At this, Ted laid his head on Penelope’s shoulder. Ted’s head was rather heavy for being comparatively small, Penelope thought. He was like a velociraptor. Penelope was more like a T. rex.

“Oh, man, Penelope,” said Ted. “I am so tired.”

“You should go to sleep I guess,” said Penelope, sitting up. “Maybe I should go too. Because I am semi-tired.”

“No,” said Ted. “Don’t go!” He pulled her back down on the futon.

“OK,” said Penelope.

They sat next to each other in silence for a minute or so, while Penelope tried desperately to think of something to say. During this silence, Ted went to sleep on Penelope’s shoulder. It was amazing how many people Penelope knew who could go to sleep in a matter of seconds. Ted put his face in such a position that his lips were slightly grazing her upper arm. If she moved her shoulder, Ted would kiss her entire arm. She decided to stay in one place, frozen like a mannequin, to avoid this.

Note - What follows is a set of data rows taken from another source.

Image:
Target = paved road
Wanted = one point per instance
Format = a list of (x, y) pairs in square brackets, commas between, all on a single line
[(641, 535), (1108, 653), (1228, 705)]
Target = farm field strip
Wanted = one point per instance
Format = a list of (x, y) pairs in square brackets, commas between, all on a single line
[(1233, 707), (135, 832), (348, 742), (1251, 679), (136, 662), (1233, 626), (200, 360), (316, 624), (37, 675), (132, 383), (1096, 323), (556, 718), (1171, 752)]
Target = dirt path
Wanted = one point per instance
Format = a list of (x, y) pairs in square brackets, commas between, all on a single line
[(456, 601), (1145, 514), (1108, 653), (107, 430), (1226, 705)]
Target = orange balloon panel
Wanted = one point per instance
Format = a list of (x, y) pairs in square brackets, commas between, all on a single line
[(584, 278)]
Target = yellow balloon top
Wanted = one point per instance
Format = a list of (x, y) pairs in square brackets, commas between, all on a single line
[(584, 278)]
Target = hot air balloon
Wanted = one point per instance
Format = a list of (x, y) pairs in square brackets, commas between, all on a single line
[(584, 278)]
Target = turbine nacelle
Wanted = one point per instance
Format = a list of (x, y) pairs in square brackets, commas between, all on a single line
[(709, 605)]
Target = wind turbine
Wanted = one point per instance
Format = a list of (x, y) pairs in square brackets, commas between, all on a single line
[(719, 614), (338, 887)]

“Penelope,” said Ted into her shoulder.

“Yes,” said Penelope.

“Hi,” said Ted. Now he was kissing her shoulder. Penelope stared straight ahead. Then Ted started kissing her neck. All this was alarming. Penelope was not sure whether she was friends with Catherine in the classic sense, but she had a feeling that if Catherine burst in at this moment, as she was wont to do, she would think this was a breach of propriety on Penelope’s part.

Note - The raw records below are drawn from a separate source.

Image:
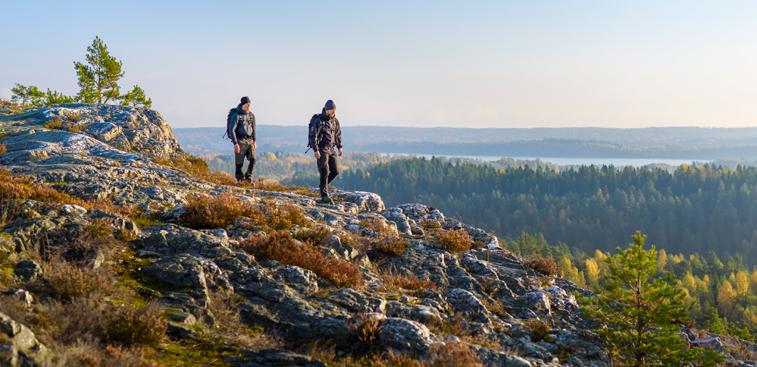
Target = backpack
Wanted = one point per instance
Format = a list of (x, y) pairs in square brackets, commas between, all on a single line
[(228, 119), (314, 132)]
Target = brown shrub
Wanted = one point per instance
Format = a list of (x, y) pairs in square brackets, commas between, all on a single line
[(280, 246), (54, 124), (94, 318), (66, 282), (269, 184), (205, 211), (453, 354), (87, 353), (378, 225), (543, 264), (284, 216), (454, 241), (136, 325), (539, 329), (410, 282), (196, 167), (23, 187), (430, 224), (313, 236), (389, 245), (366, 329)]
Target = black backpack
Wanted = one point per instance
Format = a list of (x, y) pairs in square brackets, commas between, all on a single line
[(314, 131), (228, 117)]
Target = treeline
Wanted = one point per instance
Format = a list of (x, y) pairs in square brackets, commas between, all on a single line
[(719, 294), (693, 209)]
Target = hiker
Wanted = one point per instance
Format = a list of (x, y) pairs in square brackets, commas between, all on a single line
[(324, 133), (240, 128)]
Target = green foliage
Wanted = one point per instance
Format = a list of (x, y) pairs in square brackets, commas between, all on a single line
[(639, 312), (98, 80), (691, 209), (54, 97), (27, 95), (136, 97), (98, 77)]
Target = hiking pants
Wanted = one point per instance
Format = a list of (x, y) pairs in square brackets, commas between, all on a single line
[(246, 150), (327, 167)]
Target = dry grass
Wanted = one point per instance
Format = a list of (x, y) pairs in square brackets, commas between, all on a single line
[(545, 265), (125, 324), (280, 246), (228, 327), (196, 167), (366, 329), (430, 224), (284, 216), (14, 187), (207, 212), (315, 236), (87, 353), (388, 245), (454, 241), (453, 354), (378, 225), (56, 124), (539, 329), (456, 325), (66, 282), (411, 282)]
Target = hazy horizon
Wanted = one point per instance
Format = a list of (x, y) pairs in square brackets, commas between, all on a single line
[(483, 64)]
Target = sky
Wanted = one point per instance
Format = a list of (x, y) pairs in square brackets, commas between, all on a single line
[(407, 63)]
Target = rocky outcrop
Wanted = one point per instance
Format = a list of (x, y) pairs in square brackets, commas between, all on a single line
[(484, 296), (19, 346)]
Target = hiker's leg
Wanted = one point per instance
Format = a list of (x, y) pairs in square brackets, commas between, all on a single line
[(323, 169), (333, 169), (251, 157), (239, 161)]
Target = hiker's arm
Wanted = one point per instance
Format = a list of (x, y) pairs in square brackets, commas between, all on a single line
[(338, 135), (231, 127), (312, 135), (254, 129)]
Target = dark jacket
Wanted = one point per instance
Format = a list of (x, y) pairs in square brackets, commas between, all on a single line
[(326, 132), (241, 125)]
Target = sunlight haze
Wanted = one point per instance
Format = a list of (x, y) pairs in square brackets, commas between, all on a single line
[(416, 63)]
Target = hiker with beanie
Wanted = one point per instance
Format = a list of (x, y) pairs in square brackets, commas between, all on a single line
[(240, 128), (324, 134)]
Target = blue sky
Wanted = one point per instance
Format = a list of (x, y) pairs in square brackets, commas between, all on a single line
[(408, 63)]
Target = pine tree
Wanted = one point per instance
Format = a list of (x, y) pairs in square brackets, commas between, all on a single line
[(639, 312), (98, 78), (136, 97)]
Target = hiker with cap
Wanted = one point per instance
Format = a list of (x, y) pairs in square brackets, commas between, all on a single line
[(240, 128), (324, 135)]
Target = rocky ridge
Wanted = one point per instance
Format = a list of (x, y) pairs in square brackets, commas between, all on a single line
[(485, 297)]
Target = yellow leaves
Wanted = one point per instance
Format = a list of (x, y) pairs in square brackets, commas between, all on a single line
[(592, 271), (726, 294), (570, 272), (662, 259), (741, 282)]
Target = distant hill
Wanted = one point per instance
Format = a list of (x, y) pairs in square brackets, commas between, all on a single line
[(662, 142)]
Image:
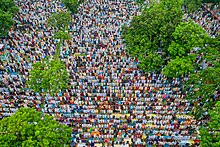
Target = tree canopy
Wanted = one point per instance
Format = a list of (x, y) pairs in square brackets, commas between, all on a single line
[(7, 10), (151, 32), (48, 76), (59, 20), (178, 49), (29, 128), (72, 5)]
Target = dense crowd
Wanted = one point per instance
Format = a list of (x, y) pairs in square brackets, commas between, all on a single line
[(110, 101)]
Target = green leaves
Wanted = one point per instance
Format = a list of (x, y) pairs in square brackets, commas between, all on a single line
[(7, 10), (72, 5), (187, 36), (59, 20), (178, 67), (151, 31), (28, 128), (48, 76)]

“Hey, Ted,” said Penelope, trying to laugh.

“What?” said Ted. He was moving up to her face. Penelope felt his lips on the corner of her mouth.

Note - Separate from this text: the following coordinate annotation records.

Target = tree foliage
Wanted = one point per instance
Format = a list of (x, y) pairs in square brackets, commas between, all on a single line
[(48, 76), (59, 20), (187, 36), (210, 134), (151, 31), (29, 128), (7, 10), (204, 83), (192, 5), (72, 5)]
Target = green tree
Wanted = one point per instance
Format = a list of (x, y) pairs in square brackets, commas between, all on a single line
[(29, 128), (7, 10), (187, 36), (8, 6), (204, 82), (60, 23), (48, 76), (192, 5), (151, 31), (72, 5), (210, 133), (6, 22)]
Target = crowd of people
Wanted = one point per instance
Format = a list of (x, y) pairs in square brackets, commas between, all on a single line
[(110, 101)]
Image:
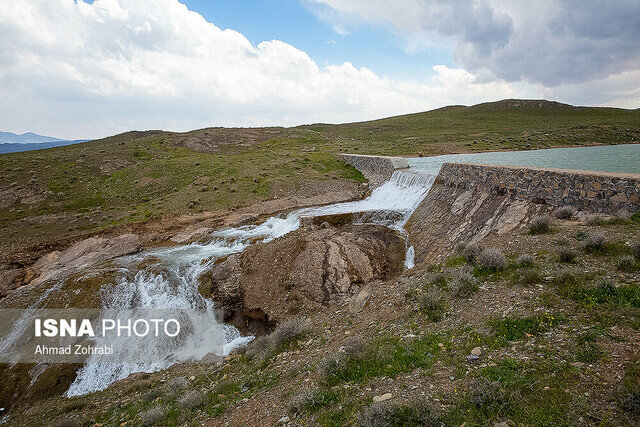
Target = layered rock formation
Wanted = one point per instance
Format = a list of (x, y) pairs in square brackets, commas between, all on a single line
[(302, 271)]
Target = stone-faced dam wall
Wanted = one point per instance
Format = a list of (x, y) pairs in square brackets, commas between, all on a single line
[(376, 169), (467, 202), (602, 192)]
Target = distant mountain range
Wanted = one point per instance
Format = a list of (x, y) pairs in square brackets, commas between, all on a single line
[(12, 142)]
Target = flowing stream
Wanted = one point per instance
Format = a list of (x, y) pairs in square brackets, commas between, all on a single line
[(168, 278)]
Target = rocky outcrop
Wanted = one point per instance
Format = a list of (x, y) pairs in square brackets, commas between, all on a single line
[(84, 254), (303, 271), (602, 192), (451, 216), (468, 201)]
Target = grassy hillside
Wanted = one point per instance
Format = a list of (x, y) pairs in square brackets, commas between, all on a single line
[(503, 125), (66, 191)]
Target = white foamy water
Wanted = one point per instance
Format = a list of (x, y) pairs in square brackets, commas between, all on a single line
[(168, 278)]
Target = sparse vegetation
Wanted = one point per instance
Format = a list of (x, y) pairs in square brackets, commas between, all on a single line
[(463, 284), (382, 357), (528, 277), (628, 264), (517, 328), (432, 304), (566, 255), (414, 413), (594, 243), (524, 260)]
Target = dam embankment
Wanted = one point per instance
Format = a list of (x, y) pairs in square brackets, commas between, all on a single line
[(468, 201), (377, 169)]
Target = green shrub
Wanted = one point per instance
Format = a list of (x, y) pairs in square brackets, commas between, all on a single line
[(566, 255), (528, 277), (415, 413), (515, 329), (594, 243), (432, 304), (382, 357), (491, 259), (627, 264), (463, 284), (589, 353), (525, 260), (314, 400), (606, 293)]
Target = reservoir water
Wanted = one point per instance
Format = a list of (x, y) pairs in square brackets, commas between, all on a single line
[(168, 278), (609, 158)]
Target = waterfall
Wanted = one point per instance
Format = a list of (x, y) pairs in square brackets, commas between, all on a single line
[(167, 278)]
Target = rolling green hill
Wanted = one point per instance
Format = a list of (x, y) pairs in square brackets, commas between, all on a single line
[(67, 191)]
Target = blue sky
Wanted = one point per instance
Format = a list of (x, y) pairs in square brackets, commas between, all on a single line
[(82, 69), (294, 22)]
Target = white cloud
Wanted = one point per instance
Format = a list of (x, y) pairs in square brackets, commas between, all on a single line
[(76, 69), (546, 42)]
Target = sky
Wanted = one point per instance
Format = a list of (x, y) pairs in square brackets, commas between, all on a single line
[(88, 69)]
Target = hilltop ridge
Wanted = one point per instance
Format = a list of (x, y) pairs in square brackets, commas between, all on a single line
[(137, 176)]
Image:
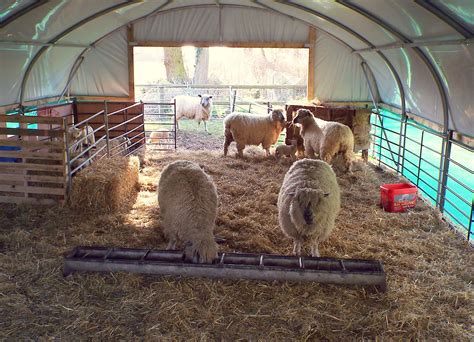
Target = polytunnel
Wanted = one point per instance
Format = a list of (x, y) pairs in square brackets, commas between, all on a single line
[(413, 61)]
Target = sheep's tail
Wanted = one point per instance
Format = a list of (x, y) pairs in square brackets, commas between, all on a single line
[(304, 205)]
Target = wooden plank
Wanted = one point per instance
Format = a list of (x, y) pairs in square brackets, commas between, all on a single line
[(32, 178), (311, 62), (31, 119), (243, 44), (131, 72), (33, 132), (33, 189), (32, 144), (21, 200), (31, 155), (33, 167)]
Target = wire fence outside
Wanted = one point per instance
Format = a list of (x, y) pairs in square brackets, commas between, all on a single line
[(434, 162)]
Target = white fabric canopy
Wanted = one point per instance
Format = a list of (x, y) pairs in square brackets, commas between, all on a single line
[(40, 42)]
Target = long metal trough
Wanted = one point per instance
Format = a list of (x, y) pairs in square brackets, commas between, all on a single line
[(267, 267)]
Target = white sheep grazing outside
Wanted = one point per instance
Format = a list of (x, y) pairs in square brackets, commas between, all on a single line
[(308, 203), (198, 108), (326, 138), (188, 204), (250, 129), (286, 150)]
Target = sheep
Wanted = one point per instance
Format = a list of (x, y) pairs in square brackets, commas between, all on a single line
[(286, 150), (325, 138), (250, 129), (191, 107), (74, 134), (188, 203), (308, 203)]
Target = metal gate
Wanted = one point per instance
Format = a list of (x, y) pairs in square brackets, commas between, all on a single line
[(160, 125)]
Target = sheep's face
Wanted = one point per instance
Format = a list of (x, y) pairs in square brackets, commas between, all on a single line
[(302, 115), (74, 132), (278, 117), (206, 100)]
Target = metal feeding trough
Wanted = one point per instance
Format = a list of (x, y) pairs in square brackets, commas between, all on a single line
[(267, 267)]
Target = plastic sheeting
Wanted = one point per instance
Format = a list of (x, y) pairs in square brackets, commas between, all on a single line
[(338, 73), (280, 21), (227, 24), (105, 70), (457, 63)]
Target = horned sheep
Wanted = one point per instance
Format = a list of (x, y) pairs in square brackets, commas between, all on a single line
[(188, 203), (250, 129), (192, 107), (286, 150), (308, 203), (326, 138)]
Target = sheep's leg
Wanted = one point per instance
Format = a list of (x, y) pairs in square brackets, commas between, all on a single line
[(228, 140), (240, 150), (205, 127), (310, 152), (171, 243), (297, 247), (315, 249)]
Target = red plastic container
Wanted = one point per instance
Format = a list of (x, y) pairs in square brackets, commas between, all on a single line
[(398, 197)]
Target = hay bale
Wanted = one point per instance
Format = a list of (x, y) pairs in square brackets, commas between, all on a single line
[(108, 185)]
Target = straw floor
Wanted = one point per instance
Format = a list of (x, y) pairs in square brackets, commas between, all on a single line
[(429, 269)]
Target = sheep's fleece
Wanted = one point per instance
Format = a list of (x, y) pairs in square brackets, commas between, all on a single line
[(188, 203), (308, 203)]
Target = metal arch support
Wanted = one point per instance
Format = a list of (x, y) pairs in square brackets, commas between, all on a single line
[(432, 8), (63, 34), (434, 73), (81, 55), (22, 12), (363, 39)]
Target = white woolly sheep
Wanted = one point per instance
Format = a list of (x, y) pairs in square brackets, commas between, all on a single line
[(250, 129), (308, 203), (192, 107), (188, 203), (326, 138), (75, 134), (286, 150)]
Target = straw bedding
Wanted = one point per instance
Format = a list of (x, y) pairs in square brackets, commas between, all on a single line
[(108, 185), (429, 268)]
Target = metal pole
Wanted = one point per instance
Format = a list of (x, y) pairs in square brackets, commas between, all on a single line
[(419, 158), (175, 123), (443, 179), (106, 123), (469, 229), (68, 159)]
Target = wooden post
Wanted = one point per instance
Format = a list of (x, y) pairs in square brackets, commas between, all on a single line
[(131, 71), (311, 61)]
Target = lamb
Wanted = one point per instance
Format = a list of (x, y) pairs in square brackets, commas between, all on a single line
[(85, 134), (325, 138), (188, 202), (250, 129), (286, 150), (197, 108), (308, 203)]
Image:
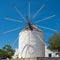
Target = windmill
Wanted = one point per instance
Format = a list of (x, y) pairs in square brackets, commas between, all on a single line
[(30, 46)]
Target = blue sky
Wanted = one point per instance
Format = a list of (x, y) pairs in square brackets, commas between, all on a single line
[(7, 10)]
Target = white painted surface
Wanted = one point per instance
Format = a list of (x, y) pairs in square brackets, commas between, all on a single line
[(31, 44)]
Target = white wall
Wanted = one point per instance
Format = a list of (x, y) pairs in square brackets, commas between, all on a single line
[(31, 44)]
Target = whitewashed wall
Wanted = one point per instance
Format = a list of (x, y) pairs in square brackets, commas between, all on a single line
[(31, 44)]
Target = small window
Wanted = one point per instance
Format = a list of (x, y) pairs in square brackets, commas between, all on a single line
[(49, 55)]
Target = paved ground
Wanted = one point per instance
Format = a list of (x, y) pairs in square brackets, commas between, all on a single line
[(35, 59)]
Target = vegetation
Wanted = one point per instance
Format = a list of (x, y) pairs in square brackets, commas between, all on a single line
[(54, 42), (6, 52)]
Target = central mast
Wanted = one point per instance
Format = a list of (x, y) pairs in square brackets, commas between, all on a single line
[(29, 24)]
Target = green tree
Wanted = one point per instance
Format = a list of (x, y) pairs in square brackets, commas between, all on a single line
[(54, 42), (6, 51)]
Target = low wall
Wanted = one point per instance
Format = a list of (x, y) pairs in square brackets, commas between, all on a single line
[(40, 58)]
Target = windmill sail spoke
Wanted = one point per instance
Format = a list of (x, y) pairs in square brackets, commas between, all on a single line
[(11, 30), (47, 28), (29, 10), (45, 18), (13, 20), (20, 13), (38, 10)]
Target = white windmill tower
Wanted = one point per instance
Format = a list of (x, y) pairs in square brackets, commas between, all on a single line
[(31, 39)]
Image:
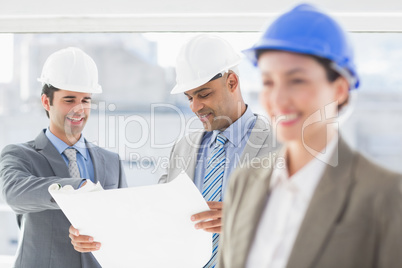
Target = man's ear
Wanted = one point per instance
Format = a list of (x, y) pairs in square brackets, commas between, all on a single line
[(232, 81), (45, 102)]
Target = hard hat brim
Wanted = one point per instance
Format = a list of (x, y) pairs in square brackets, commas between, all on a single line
[(96, 90)]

“Ted,” said Penelope, “what are you doing?”

“Nothing,” said Ted. His mouth had migrated dangerously close to hers.

“What are you doing?” asked Penelope stupidly again.

“Nothing,” said Ted. He kissed her firmly on the lips. Penelope opened her mouth slightly in shock and Ted stuck his tongue rather aggressively through her teeth, where it flapped around like a dying fish.

Despite the fact that this style of kissing betrayed a history of sexual ineptitude on the part of Ted, it was not an entirely unpleasant sensation, and Penelope let it go on for some minutes. Eventually, however, Penelope felt like she had to get certain things straight to maintain moral consistency. So, in the midst of some awkward repositioning on the futon, she said:

“I have a question.”

“What is it?” said Ted.

“Are you dating Catherine?” asked Penelope.

“No,” said Ted. He repositioned Penelope so that her pelvis was uncomfortably jutting into his hip bone.

“But didn’t you just hook up with her?” asked Penelope.

“Only twice. Plus, it’s not like that,” said Ted. He kissed Penelope again on the cheek. “She knows that.”

“Really?” said Penelope.

“Yeah,” said Ted.

“Well, OK,” said Penelope. “I also have another question.”

“OK,” said Ted.

“Why did you say that thing to me about Helen of Troy?”

“What are you talking about?” said Ted, exasperated.

“That time you were drunk, and you said I wasn’t like Helen of Troy or something. Do you remember that?”

“Oh, that,” said Ted. “That was a joke!”

“Oh,” said Penelope.

Ted kissed her on the mouth again.

“But,” he said, laughing. “You don’t actually think you look like Helen of Troy, do you? That would be a little inflated.”

“It’s not that I think I look like Helen of Troy,” said Penelope. “But—”

“Someone is an egomaniac!” interrupted Ted.

“Ha ha,” said Penelope. It occurred to her that this was an odd binary for discussion, this Helen of Troy gamut. No one knew what Helen of Troy looked like. It also occurred to her that Ted wore shorts all the time even when it was objectively cold out, kissed like a dying fish, and was probably involved in some sort of secret engagement with Catherine that would inevitably conclude in a Gretna Green elopement.